The comparison with the US proved conventional gas reserves of 1,400 tcf is unrealistic. Some authors claim that about only 1% recovery is enough to provide huge reserves, but it has to be a significant recovery or nothing.
Non-conventional sources
There are other sources of non-conventional gas better known and more accessible than hydrates. For example, Bonham (1982) estimated that there was as much as 50,000 tcf in geo-pressured brines in the Gulf Coast. This is much larger than the 1,300 tcf attributed to the Blake Ridge hydrates by the USGS, and is obviously a much more reliable resource.

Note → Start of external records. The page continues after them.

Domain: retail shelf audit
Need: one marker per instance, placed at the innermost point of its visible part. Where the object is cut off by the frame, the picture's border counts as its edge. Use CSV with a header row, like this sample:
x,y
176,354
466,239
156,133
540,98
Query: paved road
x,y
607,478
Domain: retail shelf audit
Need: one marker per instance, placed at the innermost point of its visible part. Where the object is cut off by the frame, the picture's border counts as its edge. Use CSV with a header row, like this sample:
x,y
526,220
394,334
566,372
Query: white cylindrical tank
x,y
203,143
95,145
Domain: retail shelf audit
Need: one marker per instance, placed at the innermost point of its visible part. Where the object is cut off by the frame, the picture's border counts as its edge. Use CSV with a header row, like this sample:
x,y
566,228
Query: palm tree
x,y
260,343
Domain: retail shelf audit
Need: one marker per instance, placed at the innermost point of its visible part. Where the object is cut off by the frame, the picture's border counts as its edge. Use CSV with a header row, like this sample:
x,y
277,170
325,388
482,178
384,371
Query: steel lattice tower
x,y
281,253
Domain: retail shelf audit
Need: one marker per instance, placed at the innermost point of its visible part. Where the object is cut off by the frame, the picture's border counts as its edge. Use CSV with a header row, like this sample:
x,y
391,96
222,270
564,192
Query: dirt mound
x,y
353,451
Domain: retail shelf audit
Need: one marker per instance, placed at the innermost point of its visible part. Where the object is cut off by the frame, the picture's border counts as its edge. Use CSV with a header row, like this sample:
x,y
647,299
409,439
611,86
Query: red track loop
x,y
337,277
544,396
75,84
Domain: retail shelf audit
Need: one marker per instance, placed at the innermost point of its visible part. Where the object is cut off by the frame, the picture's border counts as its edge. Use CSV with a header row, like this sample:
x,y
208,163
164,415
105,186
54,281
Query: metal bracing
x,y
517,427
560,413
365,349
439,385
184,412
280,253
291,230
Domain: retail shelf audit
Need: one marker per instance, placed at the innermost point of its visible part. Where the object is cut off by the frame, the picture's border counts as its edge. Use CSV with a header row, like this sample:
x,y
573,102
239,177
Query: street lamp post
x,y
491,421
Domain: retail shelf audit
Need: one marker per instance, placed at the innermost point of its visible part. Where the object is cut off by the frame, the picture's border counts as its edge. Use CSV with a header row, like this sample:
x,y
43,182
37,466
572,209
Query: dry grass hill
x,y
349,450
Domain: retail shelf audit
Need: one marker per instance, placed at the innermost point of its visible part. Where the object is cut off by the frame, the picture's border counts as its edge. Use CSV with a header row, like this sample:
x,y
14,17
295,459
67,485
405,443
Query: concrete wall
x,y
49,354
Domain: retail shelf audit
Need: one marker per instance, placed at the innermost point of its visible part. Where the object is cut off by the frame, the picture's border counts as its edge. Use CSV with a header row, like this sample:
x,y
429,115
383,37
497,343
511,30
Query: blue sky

There is more in Russia. Zor'kin & Stadnik (1975) estimated the amount of gas dissolved in water at around 35,000 tcf for West Siberia and as much for Caspian. That said, there remain technical difficulties in producing gas from these sources, including the disposal of the brines, but they must be small compared with those of oceanic hydrates. Geopressured brines have been tested in the Gulf Coast and found uneconomic and full of problems.
Production prospects
Thus far, there is no commercial hydrate production and none is planned. The reports of production in the Messoyakha Field have been challenged. To produce hydrates, it would be necessary to first find a concentrated deposit and then apply thermal or depressuring energy or solvents to release the gas. Many ideas have been voiced.
Iseux (1991) proposed hydraulic fracturing, and the injection of hot solvent. Islam, 1994, proposed electromagnetic heating of hydrates in permafrost. The problem with that process is the low flow rate. The only valid interest seems to be in ideas for transporting the methane from remote gasfields in the form of hydrates, being more condensed than LNG.
There is no commercial interest in the oceanic hydrates. Chevron, testifying to a US Senate Committee in 1998, correctly stated that hydrates occur in low concentrations and have no commercial potential. Gazprom likewise dismissed submarine hydrates (Krason, 1999), on the strength of substantial Russian research. Oil companies are involved in hydrate projects only in Japan and India, which are countries with limited indigenous oil and gas who face the growing cost of imports.
Conclusions
Methane hydrates are well known to the oil industry as a material for clogging pipelines and casings. They are also present in permafrost areas and in the oceans. Oceanic hydrates are mainly biogenic and different from thermogenic hydrates.
Claims for widespread hydrate occurrence in thick oceanic deposits are unfounded. The thickest interval recovered from a total of 250,000 meters of core from 2,300 ODP/DSDP boreholes was one meter. Mostly, they occur as dispersed grains and laminae. Indirect evidence from BSR, seismic direct hydrocarbon indicators, logs, and free gas samples is unreliable and highly speculative.
Being a solid, methane in oceanic hydrates cannot migrate and accumulate in deposits sufficiently large to be commercially exploited. The published estimates of the size of the resource are highly unreliable and give flawed comparisons with conventional fossil fuels. There are other non-conventional sources of gas which are better known and more accessible than hydrates, yet remain uneconomic. The prospects for the commercial production of oceanic hydrates in the foreseeable future are negligible. The academic research dedicated to hydrates has produced more questions than answers at this stage.